Apocalypsis_velox@reddit
How many for the Chinook version?
zoinkability@reddit
Let's do the math! For simplicity's sake let's assume the only metric that matters is lift and not speed, range, etc, and let's ignore that this is battery powered which would likely make any Chinook-sized version far heavier.
This requires 18 rotors to lift a total gross weight of 450kg, so it can lift 25 kg per rotor.
A Chinook lifts a total gross 24,494 kg. Divide that by 25, and you find that you would require 980 VC-200 rotors to lift that same amount.

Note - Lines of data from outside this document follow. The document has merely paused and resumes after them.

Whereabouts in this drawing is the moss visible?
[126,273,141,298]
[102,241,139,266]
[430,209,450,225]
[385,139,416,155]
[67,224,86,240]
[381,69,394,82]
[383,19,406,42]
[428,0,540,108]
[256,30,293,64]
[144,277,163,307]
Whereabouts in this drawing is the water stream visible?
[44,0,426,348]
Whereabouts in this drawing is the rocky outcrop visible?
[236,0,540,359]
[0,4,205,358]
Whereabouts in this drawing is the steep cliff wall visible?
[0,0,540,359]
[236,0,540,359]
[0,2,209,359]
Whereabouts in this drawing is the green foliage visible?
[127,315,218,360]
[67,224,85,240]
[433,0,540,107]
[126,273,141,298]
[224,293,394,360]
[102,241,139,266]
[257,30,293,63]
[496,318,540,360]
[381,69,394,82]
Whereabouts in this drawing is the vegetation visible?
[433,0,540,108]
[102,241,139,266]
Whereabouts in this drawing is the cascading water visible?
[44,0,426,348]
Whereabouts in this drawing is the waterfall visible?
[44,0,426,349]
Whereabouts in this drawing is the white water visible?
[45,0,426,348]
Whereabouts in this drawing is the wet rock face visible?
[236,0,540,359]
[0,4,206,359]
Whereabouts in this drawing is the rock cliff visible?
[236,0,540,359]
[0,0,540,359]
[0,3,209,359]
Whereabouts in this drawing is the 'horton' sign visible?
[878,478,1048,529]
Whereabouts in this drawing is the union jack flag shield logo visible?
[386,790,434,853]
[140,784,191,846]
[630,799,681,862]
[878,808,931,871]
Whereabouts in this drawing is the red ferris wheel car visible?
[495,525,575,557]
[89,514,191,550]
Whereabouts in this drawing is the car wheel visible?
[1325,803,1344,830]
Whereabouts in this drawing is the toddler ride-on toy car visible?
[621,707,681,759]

If we take my initial concept and assume that you can only add rotors in rings that double the number of rotors in the previous ring, we can't just have an arbitrary number of rotors. Instead we need to have one of the following:
So the scaled up Chinook-lift version of this would have to have 1,530 rotors, with the outermost ring having 768 rotors.
Abandondero@reddit
Except that if one rotor explodes it doesn't explode all the others.
NeutralGoodAtHeart@reddit
Wouldn't there be a diminishing return due turbulence produced by some props interfering with others? ^I'm a database engineer, I know very little about aviation design. I'm genuinely curious.
AstroMath@reddit
Instead of doubling I think you need to consider the spacing
Inspi@reddit
1500+? Don't give Melon Husk any ideas or next week he'll announce a colony on Pluto.
KnifeKnut@reddit
Too many rotors and not enough wing
FroggingMadness@reddit
Not even enough space or carrying capacity to be a medicopter so you know for a fact that this would only become an Uber for rich people.
TheRedundancy@reddit
Biblically accurate helicopter
ContributionDapper84@reddit
OMG -- good one
NMi_ru@reddit
Volo (Italian): flight
thx1138a@reddit
Decapitron 2000
night_flash@reddit
Its worth noting that the VC200, and its follow on 2X is defunct and the design hasnt seemingly made any advancement since 2018. They had a continued design as of 2021, but i cant find evidence it ever flew.
Basis-Some@reddit
Total layman enthusiast but I take one look at a design like this and know with every fiber of my being, you’re not there yet kid.
waldo--pepper@reddit
At what point does inherent redundancy become more to go wrong?
Student-type@reddit
Ridiculous how much current is needed. What’s the flight time?
AutonomousOrganism@reddit
I think 6-8 propellers should be more than enough for redundancy.
DarthBrooks69420@reddit
Does it buzz horribly?
bartwasneverthere@reddit
Needs a huge battery?
bartwasneverthere@reddit
I wonder if it even can.
Desembler@reddit
kerbal space-program ass helicopter. Just abusing radial symmetry until there's enough rotors.